En 2025, le taux d’inoccupation des logements locatifs dans les centres urbains de plus de 10 000 habitants au Québec s’établissait à 2,9 %, contre 1,8 % un an plus tôt, selon le Rapport sur le marché locatif de la Société canadienne d’hypothèques et de logement (SCHL), publié en octobre 2025. Le marché frôle ainsi son seuil d’équilibre de 3 %, mais cette moyenne masque de fortes disparités : certaines régions métropolitaines restent largement sous-équilibrées, alors que d’autres dépassent l’équilibre. Selon Statistique Canada, environ 187 000 ménages locataires québécois consacrent toujours plus de 30 % de leur revenu au loyer. Pour les promoteurs, construire du locatif neuf en 2026 exige une lecture fine du marché, des programmes publics, des règles fiscales et des risques en jeu. Ce guide réunit l’essentiel pour planifier un projet réaliste.

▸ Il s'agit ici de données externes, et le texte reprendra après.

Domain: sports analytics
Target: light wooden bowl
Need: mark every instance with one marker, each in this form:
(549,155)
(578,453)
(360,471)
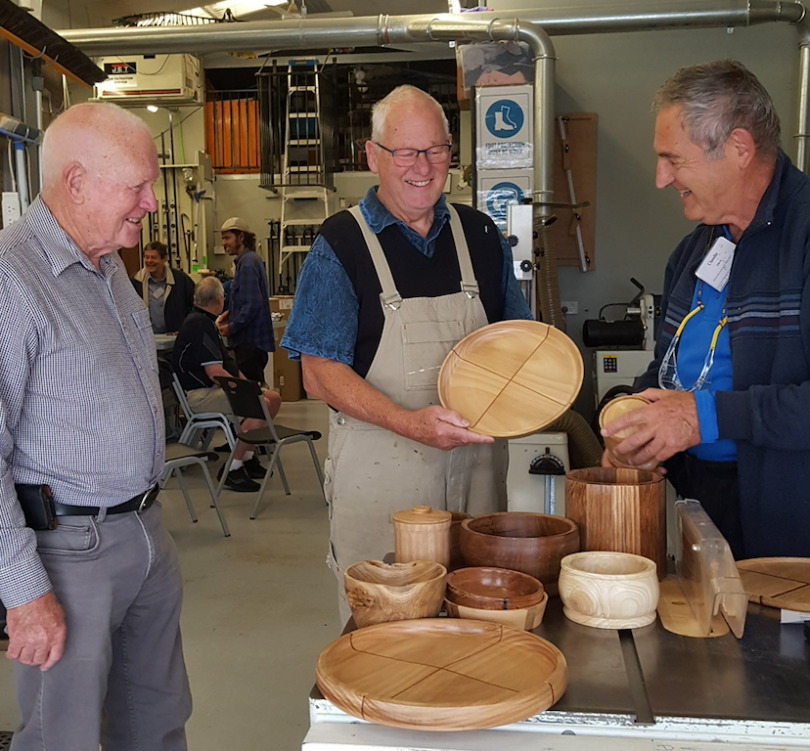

Contexte du marché locatif québécois (2025-2026)
Le marché locatif québécois a connu une détente relative en 2025, après plusieurs années de tension extrême. Le taux d’inoccupation moyen dans les centres de 10 000 habitants et plus s’établissait à 2,9 %, contre 1,8 % en 2024, selon le Rapport sur le marché locatif de la SCHL d’octobre 2025. Ce niveau frôle le seuil d’équilibre de 3 %, souvent utilisé comme indicateur de stabilité. Toutefois, cette moyenne provinciale cache des écarts importants entre les régions métropolitaines de recensement (RMR).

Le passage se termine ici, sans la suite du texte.